In 1964, two best friends were juniors vying for valedictorian at Peter G. Appling. It was one of the newest all-black high schools in Macon.
"I was valedictorian," says Charles Roberts of Lizella.
Roberts clinched the title because he stayed at Appling to finish his senior year. While Milton Madison transferred to Lanier High to be one of six African-Americans at the integrated school.
"That was perhaps the hardest decision that I've made," says Madison.
Fighting for equality wasn't easy. He started senior year being escorted to class by ministers and guarded by police.
"They did not allow us to go into the classroom until everyone else was in," he says.
That was only the beginning of what Madison calls his integration years, a time spent breaking barriers.

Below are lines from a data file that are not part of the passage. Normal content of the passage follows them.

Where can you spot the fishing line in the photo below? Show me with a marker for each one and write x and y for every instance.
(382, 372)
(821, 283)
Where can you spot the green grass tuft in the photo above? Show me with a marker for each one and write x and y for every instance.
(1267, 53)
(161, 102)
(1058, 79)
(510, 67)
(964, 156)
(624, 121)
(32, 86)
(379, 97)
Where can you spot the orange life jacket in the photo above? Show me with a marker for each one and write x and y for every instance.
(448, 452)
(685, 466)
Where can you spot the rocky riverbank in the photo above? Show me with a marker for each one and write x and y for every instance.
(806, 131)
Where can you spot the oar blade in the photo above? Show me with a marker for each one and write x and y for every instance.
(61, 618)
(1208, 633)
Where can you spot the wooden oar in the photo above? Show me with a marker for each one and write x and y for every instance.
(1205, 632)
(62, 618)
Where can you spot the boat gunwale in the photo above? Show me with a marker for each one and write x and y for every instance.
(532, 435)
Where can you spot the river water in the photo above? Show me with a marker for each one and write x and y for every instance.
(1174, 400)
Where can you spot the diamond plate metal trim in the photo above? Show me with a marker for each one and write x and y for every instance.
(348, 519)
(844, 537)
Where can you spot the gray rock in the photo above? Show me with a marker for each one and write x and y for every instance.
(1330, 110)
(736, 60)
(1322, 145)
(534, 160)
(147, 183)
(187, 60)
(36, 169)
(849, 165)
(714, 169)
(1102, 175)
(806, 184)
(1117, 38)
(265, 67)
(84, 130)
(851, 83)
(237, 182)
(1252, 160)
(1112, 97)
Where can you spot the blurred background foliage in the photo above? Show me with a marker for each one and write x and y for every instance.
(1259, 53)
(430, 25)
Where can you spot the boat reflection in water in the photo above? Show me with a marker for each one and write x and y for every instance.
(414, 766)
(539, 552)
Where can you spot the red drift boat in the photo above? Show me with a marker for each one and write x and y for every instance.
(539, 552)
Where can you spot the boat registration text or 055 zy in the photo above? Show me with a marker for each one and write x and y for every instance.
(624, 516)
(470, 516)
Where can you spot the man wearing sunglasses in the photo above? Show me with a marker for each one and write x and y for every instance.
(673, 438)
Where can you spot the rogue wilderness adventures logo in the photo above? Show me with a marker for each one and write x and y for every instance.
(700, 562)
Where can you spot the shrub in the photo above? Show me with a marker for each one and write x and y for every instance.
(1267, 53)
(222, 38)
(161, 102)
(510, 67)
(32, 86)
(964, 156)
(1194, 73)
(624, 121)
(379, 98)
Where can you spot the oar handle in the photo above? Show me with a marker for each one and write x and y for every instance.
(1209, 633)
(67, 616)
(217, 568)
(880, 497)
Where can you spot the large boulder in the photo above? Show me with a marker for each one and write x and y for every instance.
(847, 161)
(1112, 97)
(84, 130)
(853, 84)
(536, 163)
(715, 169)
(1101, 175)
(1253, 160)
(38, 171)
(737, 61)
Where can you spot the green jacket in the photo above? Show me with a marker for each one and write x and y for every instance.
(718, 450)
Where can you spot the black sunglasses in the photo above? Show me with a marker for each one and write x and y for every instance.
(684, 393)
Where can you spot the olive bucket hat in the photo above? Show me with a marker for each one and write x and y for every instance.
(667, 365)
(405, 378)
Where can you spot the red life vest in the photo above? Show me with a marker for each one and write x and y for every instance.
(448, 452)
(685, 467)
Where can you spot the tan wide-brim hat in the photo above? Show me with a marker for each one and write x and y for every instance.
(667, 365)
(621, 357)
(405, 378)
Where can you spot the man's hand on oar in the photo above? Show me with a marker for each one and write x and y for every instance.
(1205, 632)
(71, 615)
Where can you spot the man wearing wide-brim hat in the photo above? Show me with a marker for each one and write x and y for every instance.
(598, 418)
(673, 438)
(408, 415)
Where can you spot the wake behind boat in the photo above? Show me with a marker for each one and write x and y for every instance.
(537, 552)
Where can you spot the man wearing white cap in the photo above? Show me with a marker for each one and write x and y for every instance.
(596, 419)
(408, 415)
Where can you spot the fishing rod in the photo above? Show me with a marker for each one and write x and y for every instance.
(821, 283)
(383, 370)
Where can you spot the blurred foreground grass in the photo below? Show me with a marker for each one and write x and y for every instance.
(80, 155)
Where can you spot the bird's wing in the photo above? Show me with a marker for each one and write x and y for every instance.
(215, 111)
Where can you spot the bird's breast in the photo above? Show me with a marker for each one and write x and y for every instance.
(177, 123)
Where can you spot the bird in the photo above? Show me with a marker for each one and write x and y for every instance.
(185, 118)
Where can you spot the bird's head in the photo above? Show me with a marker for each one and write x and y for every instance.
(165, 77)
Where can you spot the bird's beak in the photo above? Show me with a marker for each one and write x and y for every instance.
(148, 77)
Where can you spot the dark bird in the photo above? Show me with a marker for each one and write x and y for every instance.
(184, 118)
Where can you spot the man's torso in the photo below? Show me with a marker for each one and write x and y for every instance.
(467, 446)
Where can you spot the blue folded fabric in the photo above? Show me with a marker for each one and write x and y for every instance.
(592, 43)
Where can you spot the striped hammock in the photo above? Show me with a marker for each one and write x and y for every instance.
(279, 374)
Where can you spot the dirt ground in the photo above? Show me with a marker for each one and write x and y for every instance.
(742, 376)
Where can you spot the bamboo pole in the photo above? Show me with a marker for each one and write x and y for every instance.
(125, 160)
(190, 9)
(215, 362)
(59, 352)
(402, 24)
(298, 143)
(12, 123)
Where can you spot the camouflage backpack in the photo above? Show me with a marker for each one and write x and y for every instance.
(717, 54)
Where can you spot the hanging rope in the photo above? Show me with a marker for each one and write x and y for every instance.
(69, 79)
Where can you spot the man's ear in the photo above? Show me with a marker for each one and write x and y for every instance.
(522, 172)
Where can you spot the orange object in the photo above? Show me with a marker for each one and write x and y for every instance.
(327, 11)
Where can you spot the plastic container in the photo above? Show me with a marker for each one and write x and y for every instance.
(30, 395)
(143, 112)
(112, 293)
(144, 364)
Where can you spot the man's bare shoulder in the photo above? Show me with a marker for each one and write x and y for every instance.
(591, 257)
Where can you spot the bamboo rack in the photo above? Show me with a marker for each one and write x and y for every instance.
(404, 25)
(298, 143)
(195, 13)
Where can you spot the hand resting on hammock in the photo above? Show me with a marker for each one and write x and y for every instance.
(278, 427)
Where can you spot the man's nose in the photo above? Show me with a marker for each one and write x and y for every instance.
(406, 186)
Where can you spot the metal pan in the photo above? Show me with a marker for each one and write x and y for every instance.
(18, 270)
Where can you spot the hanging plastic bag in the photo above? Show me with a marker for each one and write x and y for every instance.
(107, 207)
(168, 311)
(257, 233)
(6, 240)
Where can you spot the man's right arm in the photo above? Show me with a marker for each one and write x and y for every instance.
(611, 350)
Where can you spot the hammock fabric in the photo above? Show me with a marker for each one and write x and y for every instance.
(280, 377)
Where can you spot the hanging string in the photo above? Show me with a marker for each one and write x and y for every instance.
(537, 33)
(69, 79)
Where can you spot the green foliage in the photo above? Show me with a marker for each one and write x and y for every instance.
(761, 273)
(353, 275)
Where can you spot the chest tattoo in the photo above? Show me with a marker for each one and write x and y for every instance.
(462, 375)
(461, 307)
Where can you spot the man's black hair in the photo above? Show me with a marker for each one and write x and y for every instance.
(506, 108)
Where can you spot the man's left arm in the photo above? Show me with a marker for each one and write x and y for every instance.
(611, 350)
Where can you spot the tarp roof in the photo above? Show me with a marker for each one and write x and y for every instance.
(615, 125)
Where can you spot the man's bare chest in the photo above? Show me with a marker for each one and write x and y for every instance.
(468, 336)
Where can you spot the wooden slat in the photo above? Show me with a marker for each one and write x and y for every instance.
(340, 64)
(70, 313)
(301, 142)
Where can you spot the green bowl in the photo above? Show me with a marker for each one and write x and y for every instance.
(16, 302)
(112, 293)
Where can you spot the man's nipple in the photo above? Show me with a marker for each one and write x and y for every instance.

He was later reunited with Roberts at Mercer University to be the third integrated class.
"When I'm sitting in class, I'm thinking I'm representing all black people so I can't fail," says Roberts.
African-American students were outnumbered in the classroom and had to maneuver around what could be considered a new world.
"Just the structure of life was different, the food was different, music. The kinds of things people did and thought were important were just different," says Chester Fontenot the Director of Africana Studies at Mercer University.
Those experiences propelled both Miller and Roberts to push forward a dream.
"I'm going to be a part of solidifying integration at Mercer," says Roberts.
They were two of six students at the time to start the change.